Over het gebruik der SLEUTEL gewoonlijk SINT HUBERTUSSLEUTELS genoemd die door zonderlinge gebeden gewijd zijn, en aan den STOOL van dezen grooten Heiligen geraakt hebben. Zoohaast als men gewaar woordt dat een dier door een ander gebeten of besmet is geweest, maakt men den sleutel gloiïg in het vuur en men drukt er mede op de wond, indien dit gevoeglijk kan geschieden en anders, op den kop (voorhoofd) tot op het levendig vleesch toe; men houdt het gebrande dier negen dagen lang opgesloten, om hetzelve te belleten van door onmatig woelen soms het vergift meer en meer uittezetten.
De gezonde dieren worden ook op hun voorhoofd geteekend, maar deze hoeven niet opgesloten te blijven. Als dit nu gedaan is, dan moet iemand van de familie, voor één of voor verscheidene dieren denzelven dag beginnen, en vijf of negen achtereenvolgende dagen voortgaan met vijf maal den Onze Vater en vijf maal den Wees Gegroet te bidden ter eere van God, van zijne glorierijke Moeder en van den H. Hubertus. Gedurende gansch dezen tijd geef men elken dag, aan het geteeken dier, vooraleer het eenig ander voedsel krijgt, een stuk brood, of wat haver, die men ter eer van den H. Hubertus door eenen priester doen wijden heeft.
De wonderbare kracht van deze sleutels op de dieren, is door de dagelijksche ondervinding genoegzam bewezen, en ware 't zake dat, niettegenstaande deze vorzorg, sulk dier kwam razend te worden, men bemerkt dat het sterft zonder aan anderen te hinderen.
Het ware een misbruik en daarenboven deze sleutels zooden ontwijd zijn, indien men dezelve op hout of iet anders druckte als zij glooiïg zij, aangezien zij maar gewijd worden om dieren te teekenen.
Als zij op den grond komen te vallen of met handen aangeraakt worden, daarom verliezen zij hunne wijding niet.
Het ware een zware misbruik van Sint Hubertus' sleutels te doen dienen om, op welke wijse het ook zijn moge eenig geld of giften te winnen. Het inzicht alleen van er iets voor te krijgen of iets door te winnen, is genoegzam om deze sleutels te ontwijden, en bijgevolg om dezelve voor de dieren zonder ennig nut en uitwerksel te doen worden.
Aalmoezenier der Kerk van den grooten H. HUBERTUS."

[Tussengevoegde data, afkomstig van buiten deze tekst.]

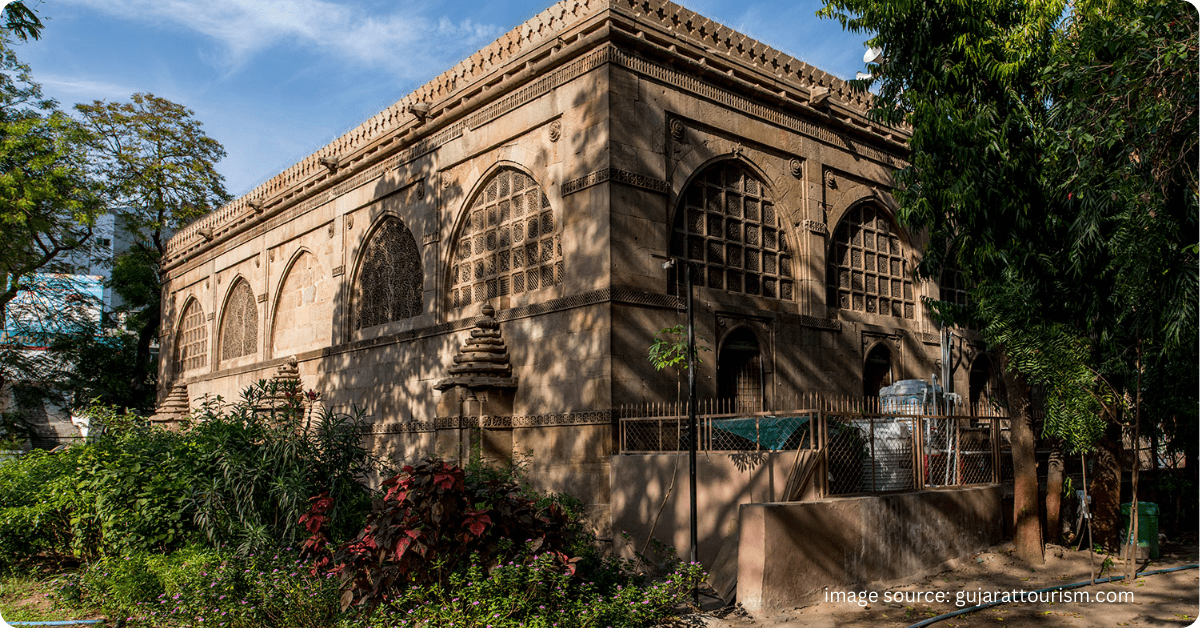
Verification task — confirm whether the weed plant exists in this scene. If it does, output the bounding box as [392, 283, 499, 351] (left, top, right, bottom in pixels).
[354, 554, 704, 628]
[80, 548, 340, 628]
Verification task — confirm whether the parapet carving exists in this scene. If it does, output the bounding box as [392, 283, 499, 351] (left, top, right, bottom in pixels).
[167, 0, 892, 265]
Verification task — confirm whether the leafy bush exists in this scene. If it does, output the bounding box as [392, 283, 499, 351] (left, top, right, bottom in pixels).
[304, 460, 580, 608]
[190, 382, 382, 554]
[0, 382, 379, 568]
[362, 554, 704, 628]
[71, 408, 204, 556]
[0, 449, 80, 570]
[82, 548, 338, 628]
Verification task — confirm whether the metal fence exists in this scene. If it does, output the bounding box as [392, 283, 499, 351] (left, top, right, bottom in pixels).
[618, 394, 1012, 495]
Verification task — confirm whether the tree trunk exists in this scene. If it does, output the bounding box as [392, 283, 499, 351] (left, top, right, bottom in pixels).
[1001, 354, 1045, 564]
[130, 306, 162, 412]
[1045, 438, 1063, 543]
[1088, 421, 1122, 551]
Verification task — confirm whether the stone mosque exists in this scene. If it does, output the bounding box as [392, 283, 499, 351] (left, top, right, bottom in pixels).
[158, 0, 989, 545]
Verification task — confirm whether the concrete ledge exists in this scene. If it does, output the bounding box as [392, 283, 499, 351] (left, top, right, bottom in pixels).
[738, 484, 1003, 612]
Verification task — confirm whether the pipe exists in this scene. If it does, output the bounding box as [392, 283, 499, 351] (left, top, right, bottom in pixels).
[908, 563, 1200, 628]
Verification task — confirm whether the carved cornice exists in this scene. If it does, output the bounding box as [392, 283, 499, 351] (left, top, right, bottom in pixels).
[166, 0, 902, 272]
[563, 168, 671, 196]
[800, 315, 841, 331]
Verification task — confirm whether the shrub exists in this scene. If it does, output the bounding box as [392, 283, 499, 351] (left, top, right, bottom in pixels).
[304, 460, 580, 608]
[83, 548, 338, 628]
[0, 449, 79, 570]
[0, 382, 379, 568]
[191, 381, 382, 554]
[362, 554, 704, 628]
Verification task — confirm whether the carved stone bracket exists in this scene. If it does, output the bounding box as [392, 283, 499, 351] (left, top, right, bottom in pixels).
[668, 118, 688, 142]
[563, 168, 671, 196]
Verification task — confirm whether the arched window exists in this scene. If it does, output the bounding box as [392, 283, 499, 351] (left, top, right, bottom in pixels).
[175, 299, 209, 375]
[863, 342, 893, 397]
[450, 168, 563, 310]
[826, 205, 916, 318]
[668, 161, 794, 300]
[938, 267, 971, 307]
[271, 251, 335, 358]
[221, 279, 258, 360]
[716, 327, 763, 412]
[354, 217, 424, 330]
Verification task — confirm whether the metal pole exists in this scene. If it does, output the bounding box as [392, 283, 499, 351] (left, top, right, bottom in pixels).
[680, 259, 700, 606]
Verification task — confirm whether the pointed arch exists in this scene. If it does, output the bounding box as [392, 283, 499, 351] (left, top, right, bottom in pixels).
[826, 203, 917, 318]
[220, 276, 258, 361]
[270, 249, 334, 357]
[716, 325, 766, 412]
[172, 297, 209, 376]
[446, 163, 564, 310]
[352, 215, 425, 331]
[667, 160, 796, 301]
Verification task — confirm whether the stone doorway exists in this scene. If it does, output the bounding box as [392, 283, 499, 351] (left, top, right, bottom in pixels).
[716, 327, 763, 412]
[863, 342, 893, 397]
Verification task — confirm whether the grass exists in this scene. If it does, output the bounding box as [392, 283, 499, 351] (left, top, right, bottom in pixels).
[0, 570, 103, 622]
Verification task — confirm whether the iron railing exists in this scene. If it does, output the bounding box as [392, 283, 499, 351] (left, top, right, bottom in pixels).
[618, 394, 1012, 495]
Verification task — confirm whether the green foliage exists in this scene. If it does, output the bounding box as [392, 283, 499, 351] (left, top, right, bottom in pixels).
[76, 94, 230, 253]
[0, 38, 102, 387]
[356, 552, 704, 628]
[71, 408, 204, 556]
[979, 281, 1104, 453]
[4, 0, 43, 41]
[647, 323, 712, 371]
[0, 449, 82, 573]
[820, 0, 1200, 451]
[190, 381, 380, 554]
[314, 460, 580, 608]
[0, 383, 379, 567]
[80, 548, 338, 628]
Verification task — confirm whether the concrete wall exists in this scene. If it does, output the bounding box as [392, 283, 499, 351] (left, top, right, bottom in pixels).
[610, 450, 816, 568]
[738, 485, 1003, 612]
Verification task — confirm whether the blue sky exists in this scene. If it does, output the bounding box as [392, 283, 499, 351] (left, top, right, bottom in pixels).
[16, 0, 864, 195]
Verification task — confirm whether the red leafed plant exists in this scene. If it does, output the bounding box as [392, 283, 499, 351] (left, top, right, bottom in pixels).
[300, 460, 576, 609]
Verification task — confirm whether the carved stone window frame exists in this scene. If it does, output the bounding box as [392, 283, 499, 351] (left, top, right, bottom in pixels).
[347, 213, 425, 335]
[826, 202, 918, 321]
[217, 275, 260, 363]
[667, 155, 799, 303]
[444, 161, 565, 315]
[172, 295, 209, 377]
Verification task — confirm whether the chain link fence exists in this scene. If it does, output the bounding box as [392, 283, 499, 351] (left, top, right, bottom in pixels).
[620, 412, 818, 454]
[618, 399, 1012, 495]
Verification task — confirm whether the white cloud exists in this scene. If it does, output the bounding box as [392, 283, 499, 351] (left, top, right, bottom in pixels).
[56, 0, 502, 77]
[37, 74, 138, 102]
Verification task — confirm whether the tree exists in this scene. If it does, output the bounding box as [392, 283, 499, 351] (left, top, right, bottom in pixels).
[0, 36, 102, 401]
[4, 0, 42, 41]
[820, 0, 1196, 562]
[76, 94, 230, 405]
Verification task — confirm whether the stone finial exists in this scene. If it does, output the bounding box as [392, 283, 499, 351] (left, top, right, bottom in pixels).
[433, 303, 517, 390]
[150, 384, 192, 429]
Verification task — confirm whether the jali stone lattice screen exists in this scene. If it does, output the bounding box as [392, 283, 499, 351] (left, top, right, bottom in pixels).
[450, 168, 563, 310]
[221, 279, 258, 360]
[668, 161, 794, 300]
[175, 299, 209, 375]
[354, 217, 424, 330]
[826, 205, 916, 318]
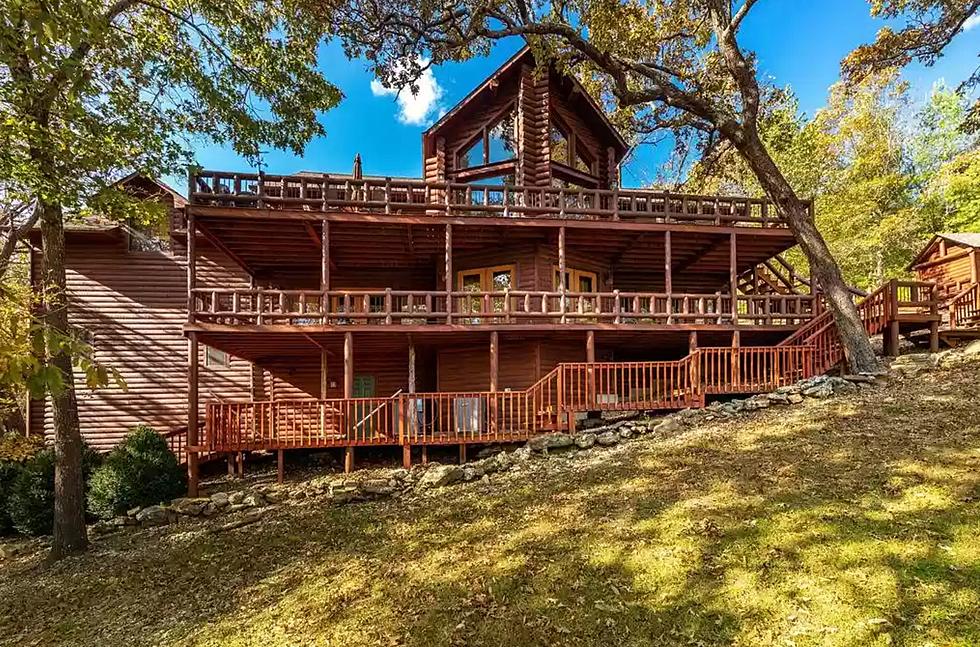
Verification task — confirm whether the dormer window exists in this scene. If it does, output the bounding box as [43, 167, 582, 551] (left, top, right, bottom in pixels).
[456, 104, 517, 170]
[551, 120, 596, 175]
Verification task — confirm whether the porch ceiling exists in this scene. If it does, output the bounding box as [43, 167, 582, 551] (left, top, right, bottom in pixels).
[191, 328, 789, 364]
[196, 214, 795, 292]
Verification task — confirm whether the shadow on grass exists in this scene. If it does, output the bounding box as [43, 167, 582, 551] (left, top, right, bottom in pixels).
[0, 368, 980, 647]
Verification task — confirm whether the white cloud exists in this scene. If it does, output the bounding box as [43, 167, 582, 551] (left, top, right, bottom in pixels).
[371, 60, 444, 126]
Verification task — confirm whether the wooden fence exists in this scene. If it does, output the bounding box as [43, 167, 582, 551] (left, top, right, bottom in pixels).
[188, 171, 804, 227]
[200, 346, 813, 452]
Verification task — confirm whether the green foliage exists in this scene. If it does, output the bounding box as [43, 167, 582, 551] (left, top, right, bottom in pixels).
[0, 461, 20, 537]
[88, 425, 187, 519]
[689, 71, 980, 288]
[0, 432, 44, 464]
[6, 445, 101, 536]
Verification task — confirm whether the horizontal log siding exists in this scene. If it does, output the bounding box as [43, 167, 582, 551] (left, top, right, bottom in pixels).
[916, 243, 980, 299]
[31, 241, 255, 450]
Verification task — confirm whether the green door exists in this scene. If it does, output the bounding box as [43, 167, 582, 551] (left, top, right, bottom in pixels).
[351, 375, 385, 440]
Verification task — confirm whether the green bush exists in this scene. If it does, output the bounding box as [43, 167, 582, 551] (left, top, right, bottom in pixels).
[6, 445, 101, 536]
[0, 461, 20, 536]
[88, 425, 187, 519]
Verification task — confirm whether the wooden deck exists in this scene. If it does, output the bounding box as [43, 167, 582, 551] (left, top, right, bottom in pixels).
[198, 346, 813, 452]
[192, 288, 822, 327]
[188, 171, 804, 228]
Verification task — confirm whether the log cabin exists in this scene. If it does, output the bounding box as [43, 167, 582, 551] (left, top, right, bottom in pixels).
[26, 49, 938, 492]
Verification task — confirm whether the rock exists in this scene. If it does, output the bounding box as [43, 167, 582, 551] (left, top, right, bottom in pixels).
[595, 431, 619, 447]
[359, 479, 395, 496]
[330, 485, 360, 503]
[419, 465, 463, 487]
[170, 497, 211, 517]
[891, 353, 939, 377]
[214, 510, 263, 532]
[803, 382, 834, 398]
[136, 505, 170, 526]
[653, 416, 684, 436]
[766, 391, 789, 404]
[476, 445, 503, 460]
[242, 492, 266, 508]
[92, 520, 116, 535]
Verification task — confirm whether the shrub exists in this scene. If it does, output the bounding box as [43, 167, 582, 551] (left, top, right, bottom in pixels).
[88, 425, 187, 519]
[0, 461, 20, 536]
[6, 444, 101, 536]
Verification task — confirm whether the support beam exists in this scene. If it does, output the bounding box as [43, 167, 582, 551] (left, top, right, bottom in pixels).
[558, 227, 567, 323]
[490, 330, 500, 393]
[328, 220, 330, 294]
[408, 335, 415, 393]
[320, 350, 330, 400]
[187, 332, 199, 497]
[728, 232, 738, 324]
[187, 211, 196, 323]
[344, 332, 354, 398]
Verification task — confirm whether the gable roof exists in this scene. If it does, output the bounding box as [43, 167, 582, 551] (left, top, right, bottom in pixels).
[906, 232, 980, 270]
[422, 45, 630, 157]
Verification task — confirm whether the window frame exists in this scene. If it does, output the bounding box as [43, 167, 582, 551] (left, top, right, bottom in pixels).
[551, 265, 599, 294]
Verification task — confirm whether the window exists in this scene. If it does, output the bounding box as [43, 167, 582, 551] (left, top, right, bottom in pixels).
[126, 214, 170, 252]
[204, 346, 231, 367]
[456, 265, 515, 323]
[456, 104, 517, 169]
[550, 121, 595, 175]
[554, 266, 599, 293]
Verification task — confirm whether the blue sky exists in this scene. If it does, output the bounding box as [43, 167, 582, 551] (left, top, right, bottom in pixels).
[180, 0, 980, 187]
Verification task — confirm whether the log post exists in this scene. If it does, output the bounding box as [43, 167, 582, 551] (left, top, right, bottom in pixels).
[187, 209, 197, 323]
[732, 330, 742, 388]
[558, 226, 567, 323]
[585, 330, 596, 410]
[445, 223, 453, 324]
[728, 232, 738, 326]
[187, 332, 199, 497]
[490, 330, 500, 393]
[344, 332, 354, 399]
[344, 332, 354, 474]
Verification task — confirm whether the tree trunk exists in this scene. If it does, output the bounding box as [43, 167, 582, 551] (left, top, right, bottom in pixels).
[736, 133, 881, 373]
[38, 203, 88, 559]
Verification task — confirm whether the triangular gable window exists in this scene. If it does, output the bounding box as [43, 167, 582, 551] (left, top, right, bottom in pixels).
[456, 105, 517, 169]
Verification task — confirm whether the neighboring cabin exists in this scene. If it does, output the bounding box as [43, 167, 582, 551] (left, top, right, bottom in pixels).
[908, 232, 980, 301]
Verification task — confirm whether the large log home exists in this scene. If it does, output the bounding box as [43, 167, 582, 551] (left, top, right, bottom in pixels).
[28, 50, 937, 489]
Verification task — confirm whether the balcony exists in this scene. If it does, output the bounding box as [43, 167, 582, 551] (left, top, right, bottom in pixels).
[188, 171, 800, 228]
[192, 288, 822, 328]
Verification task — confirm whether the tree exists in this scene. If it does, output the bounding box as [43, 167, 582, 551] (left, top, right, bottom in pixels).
[842, 0, 980, 130]
[334, 0, 878, 371]
[0, 0, 340, 558]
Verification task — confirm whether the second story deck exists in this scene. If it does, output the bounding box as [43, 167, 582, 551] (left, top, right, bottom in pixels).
[188, 171, 788, 229]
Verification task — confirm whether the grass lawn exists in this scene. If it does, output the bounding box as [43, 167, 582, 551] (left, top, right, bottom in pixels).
[0, 362, 980, 647]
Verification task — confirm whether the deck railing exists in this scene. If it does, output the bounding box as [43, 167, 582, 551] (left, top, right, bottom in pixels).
[188, 171, 787, 227]
[780, 279, 939, 373]
[949, 283, 980, 328]
[193, 288, 820, 326]
[200, 346, 813, 452]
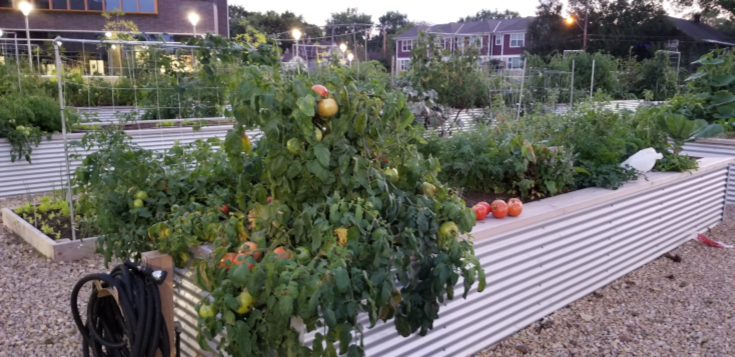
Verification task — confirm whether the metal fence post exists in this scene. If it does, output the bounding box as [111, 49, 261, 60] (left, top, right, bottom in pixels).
[516, 58, 528, 120]
[54, 37, 77, 240]
[590, 60, 595, 99]
[569, 60, 574, 110]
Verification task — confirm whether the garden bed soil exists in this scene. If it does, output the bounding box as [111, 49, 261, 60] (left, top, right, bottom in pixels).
[74, 119, 235, 133]
[19, 210, 97, 240]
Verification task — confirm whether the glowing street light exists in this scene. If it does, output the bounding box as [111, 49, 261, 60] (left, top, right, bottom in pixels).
[189, 12, 199, 37]
[18, 1, 33, 71]
[291, 29, 301, 56]
[566, 0, 590, 51]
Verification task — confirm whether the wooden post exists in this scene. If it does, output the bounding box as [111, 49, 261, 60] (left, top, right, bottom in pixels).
[142, 250, 176, 357]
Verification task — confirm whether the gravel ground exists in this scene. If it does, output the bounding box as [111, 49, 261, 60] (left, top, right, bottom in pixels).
[476, 207, 735, 357]
[0, 195, 107, 357]
[0, 192, 735, 357]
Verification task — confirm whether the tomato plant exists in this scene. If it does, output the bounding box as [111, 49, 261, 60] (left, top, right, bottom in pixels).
[185, 65, 485, 356]
[77, 47, 485, 357]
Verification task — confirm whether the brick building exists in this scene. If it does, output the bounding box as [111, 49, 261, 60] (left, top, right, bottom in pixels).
[0, 0, 229, 62]
[394, 17, 533, 72]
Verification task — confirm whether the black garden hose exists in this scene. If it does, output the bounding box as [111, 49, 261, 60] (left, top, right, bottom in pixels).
[71, 261, 171, 357]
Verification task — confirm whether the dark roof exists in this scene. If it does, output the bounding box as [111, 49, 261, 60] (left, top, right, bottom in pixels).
[668, 16, 735, 46]
[395, 17, 533, 39]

In Essen (Nederland) werd hiervoor blijkbaar een mini-sleutel gebruikt en was het bij de mensen de duim die gebrandmerkt werd.

s_br_hubertusVeel menselijker was het gebruik van de Sint-Hubertusbroodjes. Bij de graanmolens stond een zak voor Sint-Hubertus; elke boer kapte daar een schep meel in als hij zijn gemalen graan kwam ophalen. In de nacht van 2 op 3 november werden er kleine broodjes van gebakken. Die werden op 3 november in de kerk aan Sint-Hubertus toegewijd en aan de gelovigen uitgedeeld, want wie zo’n broodje nuchter nuttigde was weer voor een jaar gerust.

Er kwamen in Leefdaal indertijd zoveel bedevaarders op die broodjes af dat er aan de zijkant van de kerktoren speciaal een doorgeefluik werd gemaakt om ook de grote menigte te kunnen bedienen die geen plaats meer vond in de kerk. Er was tot midden vorige eeuw zelfs een bedevaartswegje dat de pastorij van Leefdaal met Kortenberg (en verder) verbond. Het werd in Leefdaal het “Senteswegske” – het paadje van de Sint – genoemd, maar is bijna helemaal verdwenen door de vele verkavelingen. Alleen de verbinding tussen pastorij (nu parochiezaal) en L. Van Buekenhoudtstraat schiet nog over, amper 150 meter, en een stukje tussen een woonwijk en de Tervuurse Steenweg.

Dat uitdelen van broodjes gebeurde overigens ook elders, zoals bv. in Herpen, een gemeente niet zo heel ver van Oirschot (spreek uit “Oorschot”) waar pastoor De Metser geboren was. Tiens.

In Leefdaal werden die Sint-Hubertusbroodjes uitgedeeld tot het eind van vorige eeuw en ze zagen er uit als kleine pistolékes, maar dan zo mals als sandwiches. Het meel kwam toen al lang niet meer van schenkingen, de parochie kocht ze gewoon bij de bakker.

In de parochiekerk van Leefdaal is nog steeds een relikwie van St. Hubertus aanwezig, een klein beentje gevat in een zilveren medaillon en achter glas, dat gedurende een paar honderd jaar door de bedevaarders op 3 november werd vereerd en gekust.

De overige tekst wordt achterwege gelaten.